Irrelevant Thesis: ‘Ignoratio Elenchi‘ One argument which distracts the audience from the issue in question through the introduction of some irrelevancy. This frequently occurs during debates when there is an implicit topic, yet its easy to lose track of it. By extension, it applies to any argument in which the premises are logically irrelevant to the conclusion.
Illicit Major: Any form of categorical syllogism in which the major term is distributed in the conclusion, but not in the major premise.
Illicit Minor: Any form of categorical syllogism in which the minor term is distributed in the conclusion but not in the minor premise.
Illicit Negative / Affirmative: Any form of categorical syllogism with a negative conclusion and affirmative premises. It violates the rule that any validating form of categorical syllogism with both premises affirmative has an affirmative conclusion.
Illicit Process: Any form of categorical syllogism in which a term is distributed in the conclusion and in undistributed in the premise. It violates the rule that in a validating form of categorical syllogism, in which the term must be distributed in both.

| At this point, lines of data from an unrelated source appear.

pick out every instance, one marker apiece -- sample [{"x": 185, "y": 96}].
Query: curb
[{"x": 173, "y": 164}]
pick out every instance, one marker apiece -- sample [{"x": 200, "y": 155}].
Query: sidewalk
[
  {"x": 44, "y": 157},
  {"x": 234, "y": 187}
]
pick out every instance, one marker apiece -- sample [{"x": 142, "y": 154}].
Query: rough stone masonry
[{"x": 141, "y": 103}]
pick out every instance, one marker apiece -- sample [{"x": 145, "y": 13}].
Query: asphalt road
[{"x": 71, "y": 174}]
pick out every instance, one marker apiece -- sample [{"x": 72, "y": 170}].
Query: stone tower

Illicit Quantifier Shift: Refers to the two quantifiers at the beginning of the premise and conclusion of arguments of this form, like “every” and “some.” “Shift” refers to the fact that the fact of the difference between the premise and conclusion of this form of argument consists in a shift in the order of the quantifiers.
Illicit Substitution of Identicals: ‘Masked Man Fallacy’ A validating form of argument so long as the context in which it occurs is extensional, or referentially transparent. Basically, one is misled into thinking that substitution is valid in all contexts.
Improper Transportation: Occurs when the antecedent and consequent of the conclusion of a transposition the antecedent and consequent of the conditional premise are switched and negated. In an improper transposition, the antecedent and consequent are negated, but not switched.